Vu comme cela, c’est répréhensible. Aucun employé n’a le droit de communiquer des informations détenues par son entreprise à des tiers.

Sauf que dans le cas des lanceurs d’alertes, il s’agit d’informations concernant des pratiques illégales : c’est l’affaire LuxLeaks qui a éclaté en novembre 2014. Trois hommes avaient alors dénoncé les pratiques d’évasion fiscale de firmes comme Apple, Ikea et Pepsi pour économiser des milliards de dollars d’impôts à l’époque où le président de la Commission européenne de 1995 à 2013 était Luxembourgeois.

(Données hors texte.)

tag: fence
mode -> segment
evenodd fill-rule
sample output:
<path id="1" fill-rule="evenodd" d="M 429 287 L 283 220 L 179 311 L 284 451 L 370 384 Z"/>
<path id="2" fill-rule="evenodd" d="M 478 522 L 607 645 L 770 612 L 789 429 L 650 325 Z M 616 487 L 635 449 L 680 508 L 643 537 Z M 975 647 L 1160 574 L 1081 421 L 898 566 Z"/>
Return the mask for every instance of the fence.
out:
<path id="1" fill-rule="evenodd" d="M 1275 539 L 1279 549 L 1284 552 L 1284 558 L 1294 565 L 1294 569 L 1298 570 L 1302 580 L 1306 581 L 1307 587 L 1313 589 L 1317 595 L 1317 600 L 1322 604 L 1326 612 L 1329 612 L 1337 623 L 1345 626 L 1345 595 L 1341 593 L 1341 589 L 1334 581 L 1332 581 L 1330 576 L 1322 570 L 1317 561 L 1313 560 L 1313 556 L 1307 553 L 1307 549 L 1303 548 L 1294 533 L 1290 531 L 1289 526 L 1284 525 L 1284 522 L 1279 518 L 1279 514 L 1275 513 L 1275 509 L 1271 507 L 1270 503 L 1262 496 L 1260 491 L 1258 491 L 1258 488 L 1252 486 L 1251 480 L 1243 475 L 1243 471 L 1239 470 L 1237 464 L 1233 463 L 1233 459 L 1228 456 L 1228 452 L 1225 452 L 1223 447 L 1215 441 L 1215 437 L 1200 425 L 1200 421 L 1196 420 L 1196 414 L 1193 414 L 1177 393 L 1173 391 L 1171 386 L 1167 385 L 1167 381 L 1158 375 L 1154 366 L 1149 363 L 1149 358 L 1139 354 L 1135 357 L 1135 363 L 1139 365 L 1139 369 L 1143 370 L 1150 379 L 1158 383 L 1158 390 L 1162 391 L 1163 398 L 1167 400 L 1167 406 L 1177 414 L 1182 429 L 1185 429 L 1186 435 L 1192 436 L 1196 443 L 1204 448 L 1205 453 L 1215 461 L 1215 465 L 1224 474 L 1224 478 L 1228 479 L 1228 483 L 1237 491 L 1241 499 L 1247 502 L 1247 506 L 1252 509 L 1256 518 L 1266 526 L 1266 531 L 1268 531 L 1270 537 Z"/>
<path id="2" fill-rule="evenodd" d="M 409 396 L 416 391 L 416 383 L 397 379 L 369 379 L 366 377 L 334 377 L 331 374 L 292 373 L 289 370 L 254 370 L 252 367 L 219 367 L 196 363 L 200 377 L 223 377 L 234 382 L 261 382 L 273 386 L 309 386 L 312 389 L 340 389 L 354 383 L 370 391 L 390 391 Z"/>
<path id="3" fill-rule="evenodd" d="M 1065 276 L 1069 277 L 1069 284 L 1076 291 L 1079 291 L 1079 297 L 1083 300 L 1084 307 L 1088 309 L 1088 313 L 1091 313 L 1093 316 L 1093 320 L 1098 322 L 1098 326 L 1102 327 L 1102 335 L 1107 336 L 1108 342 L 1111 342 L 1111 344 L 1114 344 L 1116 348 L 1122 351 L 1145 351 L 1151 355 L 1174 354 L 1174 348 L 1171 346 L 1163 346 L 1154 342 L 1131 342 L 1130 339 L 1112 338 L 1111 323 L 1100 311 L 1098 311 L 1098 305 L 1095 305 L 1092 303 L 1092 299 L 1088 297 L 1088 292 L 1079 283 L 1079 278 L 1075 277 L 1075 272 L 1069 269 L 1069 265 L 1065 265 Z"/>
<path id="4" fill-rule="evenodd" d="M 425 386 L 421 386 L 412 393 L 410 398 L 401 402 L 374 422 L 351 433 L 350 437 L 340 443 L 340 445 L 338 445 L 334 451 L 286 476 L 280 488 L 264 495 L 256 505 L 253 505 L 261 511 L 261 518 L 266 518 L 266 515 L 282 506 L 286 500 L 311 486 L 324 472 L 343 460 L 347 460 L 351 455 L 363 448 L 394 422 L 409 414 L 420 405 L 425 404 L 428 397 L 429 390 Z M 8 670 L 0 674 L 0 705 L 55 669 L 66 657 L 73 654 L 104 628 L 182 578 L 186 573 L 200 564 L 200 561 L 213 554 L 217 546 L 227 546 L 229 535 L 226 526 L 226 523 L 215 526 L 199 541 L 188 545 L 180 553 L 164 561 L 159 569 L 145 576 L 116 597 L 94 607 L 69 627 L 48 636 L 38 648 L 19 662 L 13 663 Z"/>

L’un des trois hommes, Antoine Deltour accusé d’avoir organisé la fuite de documents fiscaux du cabinet d’audit PricewaterhouseCoopers au Luxembourg, pour lequel il travaillait risque jusqu’à 10 ans de prison. Son procès, s’est ouvert le mardi 26 avril 2016 au Luxembourg.

Plus récemment, il y a l’affaire Panama Papers, concernant des comptes en banque pour la plupart non déclarés, dont un millier seraient détenus par des Français.

Concernant les lanceurs d’alerte, il y a 2 manières d’examiner la situation (je prendrais comme exemple Panama Papers, concernant l’affaire LuxLeaks avec Antoine Deltour, je ne veux pas parler d’une affaire où l’un des protagonistes est en ce moment jugé).

Dans l’affaire Panama Papers, des ressortissants étrangers au Panama ont ouvert des comptes en banque pour y déposer de l’argent. Sans parler de secret bancaire, lorsque l’on a un compte en banque, on espère qu’il sera géré avec discrétion et intégrité. Que la banque emploie des gens dignes de confiance.

Du côté de l’entreprise, le ou les salariés, qui ont fourni à des journalistes des fichiers contenant des listes de clients ayant des comptes au Panama, ont eu un comportement déloyal et condamnable.

Du côté, des pays de résidence de ces clients, ces derniers ont eu un comportement condamnable pour avoir détourné de l’argent pour échapper à l’impôt. Les lanceurs d’alerte qui ont communiqué ses fichiers ont bien fait.

Deux points de vue en totale opposition.

Je serais partisan de ne pas poursuivre les lanceurs d’alerte, mais il faut définir ce qu’est une alerte légitime et ce n’est pas simple, voire impossible.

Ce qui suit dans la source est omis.